Einstein: de perezoso al mas grande genio de la historia
A los niños un poco vagos no les suelen gustar los estudios, pero eso no
impide que dentro de ellos pueda esconderse todo un genio. Albert
Einstein, uno de los mayores científicos de la historia, es el ejemplo
perfecto. Aunque él fue uno de esos niños con pocas ganas de aprender lo
más básico, al crecer comenzó a tener un gran interés por conocer cosas
y, poco a poco, fue deshaciéndose de la pereza que lo poseía. Solo
había que encontrar los estímulos necesarios: todo empezó nada más y
nada menos que con una brújula.
Mientras la mayoría de los bebés ya están gateando y dando sus primeros
pasos cuando rondan el año de edad, al pequeño Albert no le parecía
agradar la idea de empezar a ponerse a andar. No fue lo único en lo que
demostró ser un poco más lento de lo normal: hasta los dos años no se
puso a usar palabras. El pequeño Einstein lo tenía todo para preocupar a
sus familiares. Lentitud para aprender a andar, sin dotes para la
conversación… ¿Qué sería lo próximo?
Sin embargo, cuando tenía cinco años, se produciría el acontecimiento
con el que se comenzó a forjar al gran científico. A esa edad, Einstein
estuvo en cama, enfermo. Para darle ánimos, su padre le regaló una
brújula. Aquella era la primera vez que el joven Einstein veía un
artefacto tan prodigioso: pusiera donde pusiera la brújula, su aguja
siempre señalaba al mismo lugar.
Sorprendido, el pequeño preguntó cómo funcionaba. Pero que alguien le
explicara los campos magnéticos no le valía. Él quería verlo con sus
propios ojos: ¿esos campos se podían ver y oír?
Aquel regalo le despertó la curiosidad por la lectura y el
funcionamiento de las cosas. Gracias a uno de esos libros que leyó ya
con 15 años, se preguntó cómo sería montar sobre un rayo de luz y
‘navegar’ subido a él por el espacio exterior. Sería una de las primeras
de tantas preguntas que intentaría resolver a lo largo de su vida y que
luego estaría incluida en su aportación a la ciencia más conocida.
Sin embargo, esta curiosidad no sirvió para que Einstein dejara de ser
un perezoso. Al menos, durante un tiempo. En el colegio demostró su
maestría con las matemáticas, pero no parecía tan trabajador en materias
como Química o Francés. Los profesores veían al joven como un alumno
lento, demasiado lento, hasta el punto de que consideraban que se
pensaba demasiado la respuesta a una pregunta antes de contestar. Su
pereza iba a más: no practicaba deporte, rechazaba las órdenes que le
daban y no conseguía aprender nada de memoria. Uno de los profesores del
instituto le dijo que no llegaría a nada en la vida.

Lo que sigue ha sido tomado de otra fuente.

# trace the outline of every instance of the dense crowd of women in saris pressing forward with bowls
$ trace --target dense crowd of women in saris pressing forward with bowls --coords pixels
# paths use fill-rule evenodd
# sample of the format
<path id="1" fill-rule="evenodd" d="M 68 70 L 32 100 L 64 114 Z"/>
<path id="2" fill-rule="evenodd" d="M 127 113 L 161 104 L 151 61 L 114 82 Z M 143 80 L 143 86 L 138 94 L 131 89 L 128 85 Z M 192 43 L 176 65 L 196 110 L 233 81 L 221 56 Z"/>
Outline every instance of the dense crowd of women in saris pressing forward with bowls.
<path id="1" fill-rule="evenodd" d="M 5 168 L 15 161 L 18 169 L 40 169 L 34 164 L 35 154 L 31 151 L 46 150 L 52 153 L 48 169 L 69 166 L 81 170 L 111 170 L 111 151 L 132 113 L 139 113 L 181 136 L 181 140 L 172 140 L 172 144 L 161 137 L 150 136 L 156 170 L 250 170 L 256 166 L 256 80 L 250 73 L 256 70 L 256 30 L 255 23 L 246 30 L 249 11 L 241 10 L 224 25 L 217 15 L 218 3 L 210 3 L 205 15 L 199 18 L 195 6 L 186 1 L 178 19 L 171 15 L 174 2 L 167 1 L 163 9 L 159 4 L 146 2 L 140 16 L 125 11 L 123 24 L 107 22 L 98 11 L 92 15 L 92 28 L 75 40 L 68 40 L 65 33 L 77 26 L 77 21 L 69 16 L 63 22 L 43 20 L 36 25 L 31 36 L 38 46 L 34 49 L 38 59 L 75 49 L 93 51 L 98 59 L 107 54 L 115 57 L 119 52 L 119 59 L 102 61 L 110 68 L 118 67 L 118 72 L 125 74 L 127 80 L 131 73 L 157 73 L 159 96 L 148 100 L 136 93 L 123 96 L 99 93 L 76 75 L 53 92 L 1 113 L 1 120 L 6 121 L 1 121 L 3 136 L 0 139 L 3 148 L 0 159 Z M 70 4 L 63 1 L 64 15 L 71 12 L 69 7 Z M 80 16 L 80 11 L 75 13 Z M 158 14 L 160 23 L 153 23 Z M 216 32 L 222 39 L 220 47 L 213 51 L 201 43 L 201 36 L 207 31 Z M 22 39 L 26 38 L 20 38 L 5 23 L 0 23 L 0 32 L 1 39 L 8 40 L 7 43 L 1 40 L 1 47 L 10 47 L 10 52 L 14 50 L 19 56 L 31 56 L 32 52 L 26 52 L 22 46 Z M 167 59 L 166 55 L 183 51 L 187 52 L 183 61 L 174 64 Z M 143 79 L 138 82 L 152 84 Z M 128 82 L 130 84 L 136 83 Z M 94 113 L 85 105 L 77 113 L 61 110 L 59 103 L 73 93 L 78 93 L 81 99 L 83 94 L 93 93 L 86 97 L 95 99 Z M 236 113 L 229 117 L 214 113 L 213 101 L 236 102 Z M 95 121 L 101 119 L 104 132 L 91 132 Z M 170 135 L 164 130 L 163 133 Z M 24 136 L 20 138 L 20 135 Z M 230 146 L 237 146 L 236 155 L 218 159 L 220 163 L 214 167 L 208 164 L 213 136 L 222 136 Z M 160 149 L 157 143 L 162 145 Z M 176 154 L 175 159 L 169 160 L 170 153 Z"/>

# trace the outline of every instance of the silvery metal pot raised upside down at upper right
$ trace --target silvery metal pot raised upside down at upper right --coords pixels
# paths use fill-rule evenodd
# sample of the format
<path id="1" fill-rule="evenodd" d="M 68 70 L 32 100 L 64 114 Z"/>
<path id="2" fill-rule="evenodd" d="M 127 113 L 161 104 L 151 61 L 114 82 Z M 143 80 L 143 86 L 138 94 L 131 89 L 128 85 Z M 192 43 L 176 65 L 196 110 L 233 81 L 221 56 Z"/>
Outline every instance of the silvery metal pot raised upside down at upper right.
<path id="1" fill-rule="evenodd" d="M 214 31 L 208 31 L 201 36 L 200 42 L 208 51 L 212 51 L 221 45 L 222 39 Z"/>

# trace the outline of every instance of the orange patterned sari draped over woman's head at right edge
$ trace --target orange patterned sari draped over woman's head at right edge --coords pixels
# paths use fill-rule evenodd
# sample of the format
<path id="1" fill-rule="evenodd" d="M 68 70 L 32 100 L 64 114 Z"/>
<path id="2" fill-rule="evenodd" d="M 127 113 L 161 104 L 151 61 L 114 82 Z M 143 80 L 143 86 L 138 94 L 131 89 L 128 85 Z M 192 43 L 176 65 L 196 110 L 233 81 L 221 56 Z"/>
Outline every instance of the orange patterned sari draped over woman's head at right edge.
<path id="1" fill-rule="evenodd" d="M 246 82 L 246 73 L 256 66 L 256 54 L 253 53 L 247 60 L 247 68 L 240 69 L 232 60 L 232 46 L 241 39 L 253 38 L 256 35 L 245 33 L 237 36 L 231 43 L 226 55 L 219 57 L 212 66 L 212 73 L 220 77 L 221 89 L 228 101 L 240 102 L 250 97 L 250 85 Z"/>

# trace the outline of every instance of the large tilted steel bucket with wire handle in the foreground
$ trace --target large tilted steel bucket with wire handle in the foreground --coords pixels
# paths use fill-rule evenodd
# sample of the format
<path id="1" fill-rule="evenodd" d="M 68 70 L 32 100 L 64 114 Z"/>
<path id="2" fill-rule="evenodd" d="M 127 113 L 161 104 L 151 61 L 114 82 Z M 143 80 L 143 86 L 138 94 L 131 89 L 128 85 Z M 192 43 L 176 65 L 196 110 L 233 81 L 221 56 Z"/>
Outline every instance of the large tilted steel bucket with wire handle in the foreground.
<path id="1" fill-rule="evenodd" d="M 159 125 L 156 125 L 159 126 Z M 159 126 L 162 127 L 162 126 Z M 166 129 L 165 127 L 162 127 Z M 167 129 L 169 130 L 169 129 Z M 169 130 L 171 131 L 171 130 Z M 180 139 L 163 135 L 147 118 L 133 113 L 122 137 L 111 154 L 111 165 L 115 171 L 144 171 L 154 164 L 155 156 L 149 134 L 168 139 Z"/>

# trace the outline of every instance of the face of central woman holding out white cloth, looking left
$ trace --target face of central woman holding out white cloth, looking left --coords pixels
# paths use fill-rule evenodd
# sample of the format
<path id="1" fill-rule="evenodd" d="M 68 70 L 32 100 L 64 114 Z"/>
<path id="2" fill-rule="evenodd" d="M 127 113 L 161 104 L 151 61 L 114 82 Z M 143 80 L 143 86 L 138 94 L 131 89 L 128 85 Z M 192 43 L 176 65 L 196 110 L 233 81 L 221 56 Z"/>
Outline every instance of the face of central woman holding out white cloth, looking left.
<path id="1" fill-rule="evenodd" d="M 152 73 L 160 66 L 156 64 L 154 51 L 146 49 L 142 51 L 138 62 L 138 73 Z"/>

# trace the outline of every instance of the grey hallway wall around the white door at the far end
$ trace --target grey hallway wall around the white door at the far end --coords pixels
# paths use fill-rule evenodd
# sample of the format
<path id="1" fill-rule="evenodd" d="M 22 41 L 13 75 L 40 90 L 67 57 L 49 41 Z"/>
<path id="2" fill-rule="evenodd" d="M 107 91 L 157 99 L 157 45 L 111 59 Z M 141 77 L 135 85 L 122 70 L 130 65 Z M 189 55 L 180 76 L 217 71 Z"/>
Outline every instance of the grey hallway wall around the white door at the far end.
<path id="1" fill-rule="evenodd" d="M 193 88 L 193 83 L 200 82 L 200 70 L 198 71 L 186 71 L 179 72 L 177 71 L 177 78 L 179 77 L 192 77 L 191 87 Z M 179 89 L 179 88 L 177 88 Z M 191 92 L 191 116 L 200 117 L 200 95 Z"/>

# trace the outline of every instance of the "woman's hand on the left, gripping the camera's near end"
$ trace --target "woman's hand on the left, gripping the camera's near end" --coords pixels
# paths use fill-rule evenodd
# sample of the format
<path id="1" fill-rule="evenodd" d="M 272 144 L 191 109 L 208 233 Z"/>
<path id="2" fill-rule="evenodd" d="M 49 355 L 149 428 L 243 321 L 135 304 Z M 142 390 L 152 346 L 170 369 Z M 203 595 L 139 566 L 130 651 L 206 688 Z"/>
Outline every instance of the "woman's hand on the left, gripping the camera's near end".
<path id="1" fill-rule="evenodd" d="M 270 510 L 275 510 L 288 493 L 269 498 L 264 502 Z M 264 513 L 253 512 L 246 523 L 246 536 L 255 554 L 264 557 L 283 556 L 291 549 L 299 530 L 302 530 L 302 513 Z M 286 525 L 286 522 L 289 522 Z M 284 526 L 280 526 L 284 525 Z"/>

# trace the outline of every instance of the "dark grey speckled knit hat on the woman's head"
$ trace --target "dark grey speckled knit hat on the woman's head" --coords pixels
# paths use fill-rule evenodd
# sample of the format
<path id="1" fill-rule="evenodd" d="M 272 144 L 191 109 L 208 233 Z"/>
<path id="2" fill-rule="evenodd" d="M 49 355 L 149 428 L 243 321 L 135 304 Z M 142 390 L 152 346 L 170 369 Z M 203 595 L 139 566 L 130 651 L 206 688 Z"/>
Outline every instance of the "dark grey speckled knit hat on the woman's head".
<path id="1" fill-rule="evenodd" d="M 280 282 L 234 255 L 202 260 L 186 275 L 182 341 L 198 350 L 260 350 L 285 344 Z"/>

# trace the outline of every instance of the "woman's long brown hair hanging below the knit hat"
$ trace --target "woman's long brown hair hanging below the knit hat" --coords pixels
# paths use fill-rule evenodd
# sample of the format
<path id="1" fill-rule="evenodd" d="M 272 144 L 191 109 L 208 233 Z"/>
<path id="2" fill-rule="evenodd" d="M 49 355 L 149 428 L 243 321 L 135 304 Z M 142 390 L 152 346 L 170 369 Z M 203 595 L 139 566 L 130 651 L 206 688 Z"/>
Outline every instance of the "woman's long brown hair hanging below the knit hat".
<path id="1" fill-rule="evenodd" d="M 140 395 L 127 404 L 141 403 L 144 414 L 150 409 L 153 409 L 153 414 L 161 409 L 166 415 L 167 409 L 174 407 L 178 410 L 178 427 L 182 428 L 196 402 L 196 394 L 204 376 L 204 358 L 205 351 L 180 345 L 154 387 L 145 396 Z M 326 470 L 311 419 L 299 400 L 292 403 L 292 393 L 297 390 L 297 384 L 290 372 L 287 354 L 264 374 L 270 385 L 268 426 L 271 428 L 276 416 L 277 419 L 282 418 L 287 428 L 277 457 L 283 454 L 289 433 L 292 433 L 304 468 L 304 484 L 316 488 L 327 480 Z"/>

Afortunadamente estuvo rodeado de personas que, como su padre cuando le
regaló la brújula, le incitaron el amor por la curiosidad. Su madre,
Pauline, le enseñó a tocar el violín, mientras que su tío Jacob le
enseñó las nociones básicas de álgebra. Además, Jacob motivó a su
sobrino realizando experimentos en un taller que montaron juntos.
Quizá por esa desidia, Einstein abandona el colegio a los 15 años:
despreciaba ese ambiente que no le permitía saciar su curiosidad. Ni
siquiera tuvo mejor suerte con los exámenes de acceso a la Escuela
Politécnica de Zúrich, con 16 años, aunque consiguió aprobarlos un año
después.
Pero tampoco en esta institución fue capaz de quitarse la etiqueta de
vago mientras estudiaba Física. Precisamente su profesor de Matemáticas
lo llamó nada más y nada menos que “perro vago”. Fue el último de su
promoción y, cuando terminó los estudios, se convirtió en el único que
no recibió una oferta de empleo.
Con 23 años, dos años después de graduarse, sus amigos le encontraron un
trabajo en la oficina de patentes de Berna (Suiza). Un puesto ideal
para dar rienda suelta a su amor por la ciencia, ya que hacía las tareas
diarias en apenas dos horas y dedicaba el resto de la jornada a este
menester. Gracias al tiempo que le dedicaba, en apenas tres años formuló
su famosa teoría de la relatividad especial, que entre otras muchas
cosas demuestra que la relación espacio/tiempo no es constante en todo
el universo, como se expone en la paradoja de los gemelos.
Sin embargo, este es uno solo de los muchos descubrimientos que hizo.
Para entonces, ya no no tenía nada que ver con el bebé vago que se
negaba a andar. Una brújula, la animadversión hacia la educación reglada
y la curiosidad lo convirtieron en todo un genio. Ya lo decía él: “No
tengo ningún talento especial. Solo soy especialmente curioso”.